After winning the Bee, he started high school, where his classmates did some good-natured ribbing.

“They called me ‘speller,’ " he said, noting they often asked him for help proofreading their homework.

The next chapter

Cashore attended the University of Notre Dame and medical school at the University of Pennsylvania. Many people didn’t know about his spelling talents, because they weren’t relevant to his studies. He was drafted for the military and served in the U.S. Navy for about two years, until around 1970.

He didn’t tell his wife Pauline, whom he married in 1969, about his spelling-bee history until about six months after they met. They had two daughters and four grandsons. Pauline died in January.

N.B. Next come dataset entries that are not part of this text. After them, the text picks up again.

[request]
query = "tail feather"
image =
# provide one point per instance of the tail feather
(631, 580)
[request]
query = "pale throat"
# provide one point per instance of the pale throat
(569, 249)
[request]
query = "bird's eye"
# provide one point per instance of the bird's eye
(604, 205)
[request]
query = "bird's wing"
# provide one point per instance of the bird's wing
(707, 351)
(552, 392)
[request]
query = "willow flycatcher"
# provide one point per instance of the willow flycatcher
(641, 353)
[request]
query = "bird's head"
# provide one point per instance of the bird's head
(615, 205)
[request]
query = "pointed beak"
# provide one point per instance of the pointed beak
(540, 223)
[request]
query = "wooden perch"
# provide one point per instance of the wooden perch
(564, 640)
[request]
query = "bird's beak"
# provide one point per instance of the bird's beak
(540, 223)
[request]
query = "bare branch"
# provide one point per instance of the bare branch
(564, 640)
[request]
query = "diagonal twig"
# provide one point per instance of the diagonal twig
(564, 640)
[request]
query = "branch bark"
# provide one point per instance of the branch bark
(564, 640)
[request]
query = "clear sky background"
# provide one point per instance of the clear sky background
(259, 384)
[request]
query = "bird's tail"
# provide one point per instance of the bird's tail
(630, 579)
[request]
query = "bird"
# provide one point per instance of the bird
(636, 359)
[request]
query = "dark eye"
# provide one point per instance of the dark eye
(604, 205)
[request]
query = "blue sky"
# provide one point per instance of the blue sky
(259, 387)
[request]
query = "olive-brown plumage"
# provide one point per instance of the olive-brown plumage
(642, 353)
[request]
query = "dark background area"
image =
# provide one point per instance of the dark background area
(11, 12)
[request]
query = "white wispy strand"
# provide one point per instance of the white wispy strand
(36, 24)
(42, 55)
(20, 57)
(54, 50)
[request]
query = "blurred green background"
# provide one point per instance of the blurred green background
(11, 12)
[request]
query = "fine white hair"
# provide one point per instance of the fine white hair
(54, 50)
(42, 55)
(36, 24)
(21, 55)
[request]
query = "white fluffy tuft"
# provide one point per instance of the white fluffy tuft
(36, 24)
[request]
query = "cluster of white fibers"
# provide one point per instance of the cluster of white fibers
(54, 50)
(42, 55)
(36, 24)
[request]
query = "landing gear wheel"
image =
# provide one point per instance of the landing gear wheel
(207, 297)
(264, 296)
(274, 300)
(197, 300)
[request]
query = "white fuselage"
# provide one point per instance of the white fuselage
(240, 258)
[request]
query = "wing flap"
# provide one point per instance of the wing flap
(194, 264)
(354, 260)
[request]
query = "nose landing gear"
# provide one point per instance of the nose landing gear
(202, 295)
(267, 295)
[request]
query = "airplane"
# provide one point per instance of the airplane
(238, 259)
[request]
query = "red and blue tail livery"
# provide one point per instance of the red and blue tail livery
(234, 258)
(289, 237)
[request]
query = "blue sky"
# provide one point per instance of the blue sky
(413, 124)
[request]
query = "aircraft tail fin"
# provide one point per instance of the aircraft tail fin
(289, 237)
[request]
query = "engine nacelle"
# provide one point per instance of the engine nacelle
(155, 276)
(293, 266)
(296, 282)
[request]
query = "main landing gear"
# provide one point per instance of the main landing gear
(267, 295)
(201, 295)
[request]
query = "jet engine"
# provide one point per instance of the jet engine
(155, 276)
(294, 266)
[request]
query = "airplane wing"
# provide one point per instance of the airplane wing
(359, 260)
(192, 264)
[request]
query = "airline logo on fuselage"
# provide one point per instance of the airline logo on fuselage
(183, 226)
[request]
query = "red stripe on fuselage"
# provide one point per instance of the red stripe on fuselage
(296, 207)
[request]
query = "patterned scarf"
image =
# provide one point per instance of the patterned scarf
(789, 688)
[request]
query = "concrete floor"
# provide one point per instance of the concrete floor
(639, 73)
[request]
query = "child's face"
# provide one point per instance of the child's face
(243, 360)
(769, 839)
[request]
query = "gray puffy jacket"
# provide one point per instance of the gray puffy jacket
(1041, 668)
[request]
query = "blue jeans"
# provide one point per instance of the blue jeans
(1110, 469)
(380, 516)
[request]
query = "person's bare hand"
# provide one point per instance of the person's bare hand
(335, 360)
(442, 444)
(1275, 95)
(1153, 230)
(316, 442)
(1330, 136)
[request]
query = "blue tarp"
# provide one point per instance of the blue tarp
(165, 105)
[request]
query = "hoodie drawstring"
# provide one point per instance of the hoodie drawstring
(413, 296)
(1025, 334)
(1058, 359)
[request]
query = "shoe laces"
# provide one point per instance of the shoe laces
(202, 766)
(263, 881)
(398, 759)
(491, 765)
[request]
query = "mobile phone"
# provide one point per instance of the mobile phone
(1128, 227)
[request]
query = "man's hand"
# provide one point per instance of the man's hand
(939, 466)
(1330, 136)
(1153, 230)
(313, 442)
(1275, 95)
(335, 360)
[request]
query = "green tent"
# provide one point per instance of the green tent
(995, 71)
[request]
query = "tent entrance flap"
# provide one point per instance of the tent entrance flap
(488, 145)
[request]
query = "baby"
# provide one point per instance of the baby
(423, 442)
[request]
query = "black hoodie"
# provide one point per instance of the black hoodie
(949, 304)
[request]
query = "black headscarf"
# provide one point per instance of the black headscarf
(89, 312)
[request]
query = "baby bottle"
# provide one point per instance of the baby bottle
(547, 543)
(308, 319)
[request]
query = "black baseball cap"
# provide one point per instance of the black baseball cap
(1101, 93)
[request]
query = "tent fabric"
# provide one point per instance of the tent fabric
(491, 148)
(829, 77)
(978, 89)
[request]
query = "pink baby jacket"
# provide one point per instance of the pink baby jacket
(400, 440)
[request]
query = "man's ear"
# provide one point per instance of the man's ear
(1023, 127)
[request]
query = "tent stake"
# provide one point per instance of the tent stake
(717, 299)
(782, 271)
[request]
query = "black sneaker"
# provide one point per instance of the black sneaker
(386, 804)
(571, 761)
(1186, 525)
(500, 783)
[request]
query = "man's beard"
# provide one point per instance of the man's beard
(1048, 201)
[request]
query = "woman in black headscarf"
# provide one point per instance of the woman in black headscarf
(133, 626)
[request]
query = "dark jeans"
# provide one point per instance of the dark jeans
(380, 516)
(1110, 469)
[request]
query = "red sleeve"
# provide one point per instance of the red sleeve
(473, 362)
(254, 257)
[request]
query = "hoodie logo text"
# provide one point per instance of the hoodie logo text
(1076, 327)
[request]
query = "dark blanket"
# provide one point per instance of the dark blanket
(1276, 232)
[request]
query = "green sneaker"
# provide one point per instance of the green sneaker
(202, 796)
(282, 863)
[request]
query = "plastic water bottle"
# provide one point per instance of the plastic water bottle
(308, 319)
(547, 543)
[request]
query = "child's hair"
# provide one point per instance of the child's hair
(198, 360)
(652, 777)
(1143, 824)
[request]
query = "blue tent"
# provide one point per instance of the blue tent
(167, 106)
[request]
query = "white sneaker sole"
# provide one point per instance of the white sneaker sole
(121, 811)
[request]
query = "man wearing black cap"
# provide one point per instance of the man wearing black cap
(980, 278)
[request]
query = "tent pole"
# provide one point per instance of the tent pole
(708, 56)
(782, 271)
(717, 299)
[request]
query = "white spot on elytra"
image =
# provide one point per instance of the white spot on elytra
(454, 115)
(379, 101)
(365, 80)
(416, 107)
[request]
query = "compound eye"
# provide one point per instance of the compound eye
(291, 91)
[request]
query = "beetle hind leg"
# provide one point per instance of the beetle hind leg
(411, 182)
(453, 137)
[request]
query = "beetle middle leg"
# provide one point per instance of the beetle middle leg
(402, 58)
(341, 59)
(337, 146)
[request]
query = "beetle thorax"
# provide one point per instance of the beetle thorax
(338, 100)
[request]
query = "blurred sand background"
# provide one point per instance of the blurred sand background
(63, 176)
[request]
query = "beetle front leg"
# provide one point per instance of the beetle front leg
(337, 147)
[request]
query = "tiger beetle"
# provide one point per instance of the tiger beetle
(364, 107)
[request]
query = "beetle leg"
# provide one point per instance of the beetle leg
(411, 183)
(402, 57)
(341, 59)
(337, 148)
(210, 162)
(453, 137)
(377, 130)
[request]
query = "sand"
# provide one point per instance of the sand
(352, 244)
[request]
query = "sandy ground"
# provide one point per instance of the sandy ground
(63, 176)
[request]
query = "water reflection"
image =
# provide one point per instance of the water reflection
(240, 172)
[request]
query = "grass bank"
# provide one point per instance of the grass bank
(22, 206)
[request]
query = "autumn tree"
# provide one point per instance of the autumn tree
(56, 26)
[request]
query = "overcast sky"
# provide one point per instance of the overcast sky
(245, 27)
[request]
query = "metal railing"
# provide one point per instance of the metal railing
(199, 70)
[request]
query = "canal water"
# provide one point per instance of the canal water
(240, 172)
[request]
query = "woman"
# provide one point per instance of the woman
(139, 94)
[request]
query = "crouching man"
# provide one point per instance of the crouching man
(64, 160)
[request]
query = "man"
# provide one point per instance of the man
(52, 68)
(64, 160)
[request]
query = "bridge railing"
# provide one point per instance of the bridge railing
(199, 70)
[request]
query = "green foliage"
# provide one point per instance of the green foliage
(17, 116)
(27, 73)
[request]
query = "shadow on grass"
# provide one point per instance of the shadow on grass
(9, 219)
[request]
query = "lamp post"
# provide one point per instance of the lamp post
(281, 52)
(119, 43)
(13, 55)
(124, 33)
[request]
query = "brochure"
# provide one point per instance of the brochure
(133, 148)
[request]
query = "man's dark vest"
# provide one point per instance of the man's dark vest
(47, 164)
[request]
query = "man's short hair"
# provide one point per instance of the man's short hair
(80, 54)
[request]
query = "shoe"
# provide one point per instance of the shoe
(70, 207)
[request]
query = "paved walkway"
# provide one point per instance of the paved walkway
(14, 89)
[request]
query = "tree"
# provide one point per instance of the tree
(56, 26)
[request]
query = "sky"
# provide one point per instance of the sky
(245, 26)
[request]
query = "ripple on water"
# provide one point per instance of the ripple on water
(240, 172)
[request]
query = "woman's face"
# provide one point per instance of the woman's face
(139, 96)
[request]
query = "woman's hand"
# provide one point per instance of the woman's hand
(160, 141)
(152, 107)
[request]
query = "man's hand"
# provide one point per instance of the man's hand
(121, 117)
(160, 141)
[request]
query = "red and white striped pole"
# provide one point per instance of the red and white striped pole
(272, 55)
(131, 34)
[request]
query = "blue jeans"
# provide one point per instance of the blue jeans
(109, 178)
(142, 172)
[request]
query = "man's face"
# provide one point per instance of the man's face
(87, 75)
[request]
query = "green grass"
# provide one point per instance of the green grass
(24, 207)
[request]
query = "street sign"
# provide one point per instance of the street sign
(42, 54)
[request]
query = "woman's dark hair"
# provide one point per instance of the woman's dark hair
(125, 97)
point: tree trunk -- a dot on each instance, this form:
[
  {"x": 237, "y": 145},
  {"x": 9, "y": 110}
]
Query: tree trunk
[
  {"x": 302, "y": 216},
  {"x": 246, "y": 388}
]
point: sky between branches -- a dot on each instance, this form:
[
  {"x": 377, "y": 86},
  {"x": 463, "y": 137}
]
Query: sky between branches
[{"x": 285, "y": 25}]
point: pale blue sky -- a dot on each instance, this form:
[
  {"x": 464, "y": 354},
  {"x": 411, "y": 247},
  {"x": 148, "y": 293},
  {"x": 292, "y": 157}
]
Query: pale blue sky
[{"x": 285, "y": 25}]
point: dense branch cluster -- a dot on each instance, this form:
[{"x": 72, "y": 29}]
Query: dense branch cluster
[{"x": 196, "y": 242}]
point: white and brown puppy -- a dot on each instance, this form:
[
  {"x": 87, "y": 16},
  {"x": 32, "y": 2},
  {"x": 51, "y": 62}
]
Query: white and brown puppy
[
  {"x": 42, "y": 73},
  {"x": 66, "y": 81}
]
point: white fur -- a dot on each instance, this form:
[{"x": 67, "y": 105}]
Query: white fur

Cashore was a professor at Brown University’s medical school, where his spelling background was helpful.

“One of my useful functions as a faculty member was proofreading manuscripts and papers for some of my colleagues," he said. “They’d bring their papers and their writing to me."

Retired for more than a decade, he spends his free time babysitting his grandsons, listening to classical music, exercising and reading. He is currently reading a book about Greek myths.

He keeps his Spelling Bee trophy at his home in East Greenwich, R.I. He said the trophy broke off at the base once after one of his daughters knocked it over. They had to get it repaired at a trophy store.

“That was the only bad thing that ever happened to it," he said.

Cashore offered advice for the winner of tomorrow’s trophy.

“Keep your modesty," he said. “Don’t make a big deal out of this until you see what it holds for you in the rest of your life."